The South Korean vault operates differently from the world's largest seed bank, the Global Seed Vault buried in a Norwegian coal mine on the Arctic island of Svalbard. That facility, often called the Noah's Ark of food crops, focuses on agricultural plants and their relatives. It holds over one million samples from nearly every country. But researchers argue that wild plants—the original genetic source of domesticated crops—deserve equal protection and have not received it. A recent UN report warned that crop relatives in the wild lack effective legal protection, leaving agriculture more vulnerable to climate change, pests, and disease than it should be.

The South Korean vault has capacity for two million seeds. It currently holds samples primarily from the Korean peninsula, but the country has opened its doors to other nations. Kazakhstan and Tajikistan have already deposited seeds. Depositors retain ownership and control over their samples, but the principle remains: these seeds are meant to be permanent insurance, withdrawn only if extinction becomes imminent and restoration becomes necessary.

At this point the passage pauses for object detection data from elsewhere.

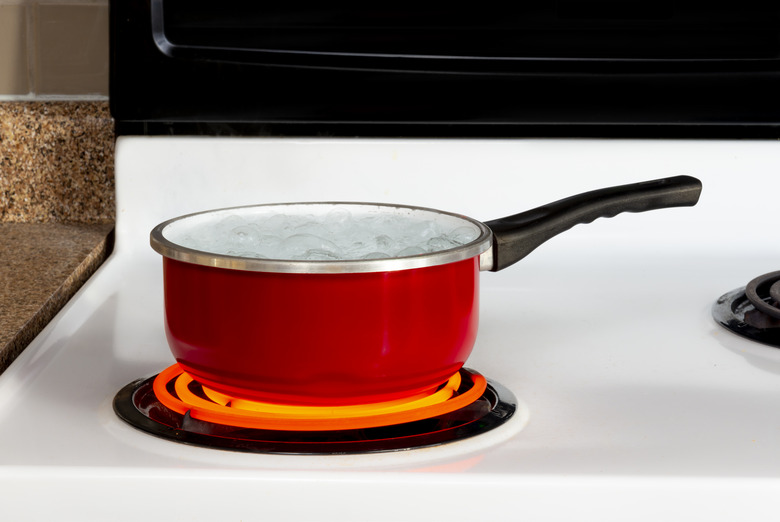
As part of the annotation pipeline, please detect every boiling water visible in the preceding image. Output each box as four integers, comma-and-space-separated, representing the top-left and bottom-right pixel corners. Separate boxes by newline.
164, 205, 480, 261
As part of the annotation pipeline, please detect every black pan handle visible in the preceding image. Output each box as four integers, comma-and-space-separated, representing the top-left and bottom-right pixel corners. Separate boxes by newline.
485, 176, 702, 272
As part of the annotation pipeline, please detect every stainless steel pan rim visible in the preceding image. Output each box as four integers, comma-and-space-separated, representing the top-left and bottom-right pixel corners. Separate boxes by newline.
150, 201, 493, 274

In a world where the biosphere is declining faster than at any point in recorded history, according to the UN, such insurance has become essential.

The seed vault stores seeds to prevent their extinction, so the best scenario would be that the seeds never have to be taken out.
— Lee Sang-yong, director of the Baekdudaegan National Arboretum Seed Vault Centre
Our job is to identify these one by one and letting people know how important they are. The crops that we eat today may have come from that nameless flower on the kerbside.
— Na Chae-sun, senior researcher at the Baekdudaegan National Arboretum
A Conversa do Hearth Outra perspectiva sobre a história
Inventor

Why build this in South Korea specifically? There are seed banks everywhere.

Model

Because seed banks and seed vaults are fundamentally different things. A seed bank is a working library—you take seeds out, study them, use them. A vault is a last resort. And South Korea chose a location that could survive war and nuclear attack, which says something about how they think about what needs protecting.

Inventor

The article mentions wild plants on the kerbside. Why does that matter so much?

Model

Because we don't know what we're losing. Most wild plants have never been studied. The crops we eat—wheat, rice, corn—they came from wild ancestors. If those wild relatives disappear before we understand them, we lose genetic diversity we might desperately need to adapt crops to climate change or disease.

Inventor

So this is really about food security, not just conservation?

Model

It's both. But yes, the UN report makes clear that agriculture is becoming less resilient. Without access to wild plant genetics, farming becomes more fragile. A vault like this is insurance against that fragility.

Inventor

The facility is heavily guarded. Why the security?

Model

It's designated a security installation by South Korea's intelligence service. Part of that is the location itself—it's built to withstand nuclear strikes. But it also reflects that genetic material is valuable. Countries deposit seeds there and retain ownership. It's treated like strategic infrastructure.

Inventor

What happens if a species goes extinct before it's collected?

Model

That's the race against time researchers keep mentioning. Thousands of species are disappearing before they're even catalogued. The work of collecting and identifying them is slow and meticulous. By the time you've done the X-rays and trial plantations, the species in the wild might already be gone.